Gilgeous-Alexander has been getting plenty of that, including from national team teammate Dort, who has been using his tireless strength to give Mavericks star Luka Doncic fits so far in the series.
But it’s the man known as SGA who ultimately lifted OKC, even if it took a fading, falling, shot from the behind the backboard over two defenders.
“That one? That one was ill-advised,” he said, smiling. “But you just trust your work.”
What he ended up with was a glorious work of basketball art: 34 points on 14-of-27 shooting, with all of his buckets coming from between seven and 17 feet as Gilgeous-Alexander countered the Mavericks' rim protection by simply pulling up short of it. He added five assists, two steals, two blocks and didn’t make a turnover.
It was a moment that required a clutch performance, and Gilgeous-Alexander delivered.
“This was probably the most meaningful game I’ve played in my career,” he said.
The best part for Canadian basketball fans is that it was just one of the steely performances seen over the past few days in the Western Conference playoffs, with more promised.
On Sunday night, Jamal Murray and the Denver Nuggets proved that the reports of their demise have been greatly exaggerated as they completed a two-game sweep of the Minnesota Timberwolves on the road. Murray bounced back from his concerning start to the series – the Kitchener, Ont. star averaged just 12.5 points on 28.1 per cent shooting against a smothering Timberwolves defence as the defending champion Nuggets fell into an 0-2 hole – with a pair of signature performances in must-win games.
Murray – who averaged 21.5 points and 6.5 assists while shooting 50 per cent from the floor and 41.7 per cent from deep in the two Denver road wins – has a chance to help the Nuggets to take control of the series with a win in Game 5 in Denver on Tuesday night.
“We’re the champs. We’ve been in this position before,” Murray said in his media conference after Denver’s Game 4 win. “I never had any doubts. You’d have to ask someone else [if they did].”
That anyone had doubts was in part attributable to Minnesota’s effort to smother Murray defensively, robbing Nuggets star Nikola Jokic of his preferred playmaking partner.
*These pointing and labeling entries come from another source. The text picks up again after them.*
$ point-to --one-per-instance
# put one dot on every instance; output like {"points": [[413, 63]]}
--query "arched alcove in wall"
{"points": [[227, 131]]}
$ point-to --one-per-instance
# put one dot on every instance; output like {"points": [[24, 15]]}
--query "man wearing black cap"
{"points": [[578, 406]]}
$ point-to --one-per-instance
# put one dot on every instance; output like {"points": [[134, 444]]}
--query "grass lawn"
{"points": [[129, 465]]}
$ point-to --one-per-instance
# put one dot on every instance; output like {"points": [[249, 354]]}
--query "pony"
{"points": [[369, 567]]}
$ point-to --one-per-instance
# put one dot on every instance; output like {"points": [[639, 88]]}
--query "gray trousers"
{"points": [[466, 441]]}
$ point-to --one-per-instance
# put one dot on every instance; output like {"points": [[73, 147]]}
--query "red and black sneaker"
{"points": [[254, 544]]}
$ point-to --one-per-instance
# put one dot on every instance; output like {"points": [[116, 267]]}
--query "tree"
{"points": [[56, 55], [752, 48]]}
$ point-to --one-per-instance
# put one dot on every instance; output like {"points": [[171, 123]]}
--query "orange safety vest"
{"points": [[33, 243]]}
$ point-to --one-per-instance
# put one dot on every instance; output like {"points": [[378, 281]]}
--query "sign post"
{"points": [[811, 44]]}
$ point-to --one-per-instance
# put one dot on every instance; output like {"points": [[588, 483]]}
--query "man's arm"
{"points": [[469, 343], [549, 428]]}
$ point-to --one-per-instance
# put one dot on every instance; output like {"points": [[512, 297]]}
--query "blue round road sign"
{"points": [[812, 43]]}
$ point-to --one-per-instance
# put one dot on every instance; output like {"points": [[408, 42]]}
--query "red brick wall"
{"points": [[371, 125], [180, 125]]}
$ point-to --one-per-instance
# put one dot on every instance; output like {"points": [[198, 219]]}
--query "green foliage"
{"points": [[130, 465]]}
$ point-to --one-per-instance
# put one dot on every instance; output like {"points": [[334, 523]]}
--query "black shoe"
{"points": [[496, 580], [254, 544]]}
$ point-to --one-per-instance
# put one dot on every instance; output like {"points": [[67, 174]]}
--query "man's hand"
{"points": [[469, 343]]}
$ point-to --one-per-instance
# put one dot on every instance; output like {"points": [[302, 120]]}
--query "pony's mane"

The Timberwolves relied on fellow Canadian Nickeil Alexander-Walker to lead that charge, with Murray taking note: “I’m going to be asking for the same defence for Team Canada, that same defence,” Murray said, which is about as definitive as the he has ever been publicly about his intention to play for Canada at the Paris Olympics this summer.
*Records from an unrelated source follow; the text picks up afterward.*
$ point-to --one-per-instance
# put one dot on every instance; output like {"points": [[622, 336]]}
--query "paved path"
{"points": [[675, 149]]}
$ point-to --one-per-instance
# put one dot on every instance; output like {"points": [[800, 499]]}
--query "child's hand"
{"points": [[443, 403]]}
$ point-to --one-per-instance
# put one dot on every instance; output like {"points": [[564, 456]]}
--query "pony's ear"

Murray’s viral moment came when he intercepted an errant inbounds pass on his own side of half-court and in one motion, stepped into a 50-foot three-point attempt that hit nothing but net before turning and posing at the broadcast table while TNT play-by-play voice Kevin Harlan narrated the shot.
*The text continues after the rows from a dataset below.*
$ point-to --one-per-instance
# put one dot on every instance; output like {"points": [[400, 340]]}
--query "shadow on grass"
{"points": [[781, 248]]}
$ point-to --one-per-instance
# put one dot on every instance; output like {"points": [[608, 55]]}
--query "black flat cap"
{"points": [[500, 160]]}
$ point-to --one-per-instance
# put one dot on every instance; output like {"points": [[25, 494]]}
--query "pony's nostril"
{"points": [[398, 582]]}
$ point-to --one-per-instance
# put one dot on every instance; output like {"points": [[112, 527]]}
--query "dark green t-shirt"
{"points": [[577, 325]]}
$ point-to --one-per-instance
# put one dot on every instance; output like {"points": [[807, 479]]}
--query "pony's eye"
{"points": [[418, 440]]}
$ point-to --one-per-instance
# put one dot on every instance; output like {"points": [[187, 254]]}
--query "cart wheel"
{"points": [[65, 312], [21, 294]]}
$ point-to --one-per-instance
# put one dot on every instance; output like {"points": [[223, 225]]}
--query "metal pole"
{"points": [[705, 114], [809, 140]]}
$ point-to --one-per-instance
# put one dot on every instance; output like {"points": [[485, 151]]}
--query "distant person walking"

It was part of an eight-point Nuggets flurry in the final 19 seconds of the second quarter that put Denver up by 15 heading into halftime. Murray went on to score 12 of his 19 points in the third quarter, all crucial as Denver had to weather a determined Minnesota comeback attempt in the second half that fell just short.
“It was nothing crazy,” Murray insisted of his iconic heave. “I just caught, shot it and it felt good from the moment in left my hand.”
Between Gilgeous-Alexander and Murray, Canadian basketball fans have plenty to feel good about as the NBA Playoffs unfold and the Olympics await.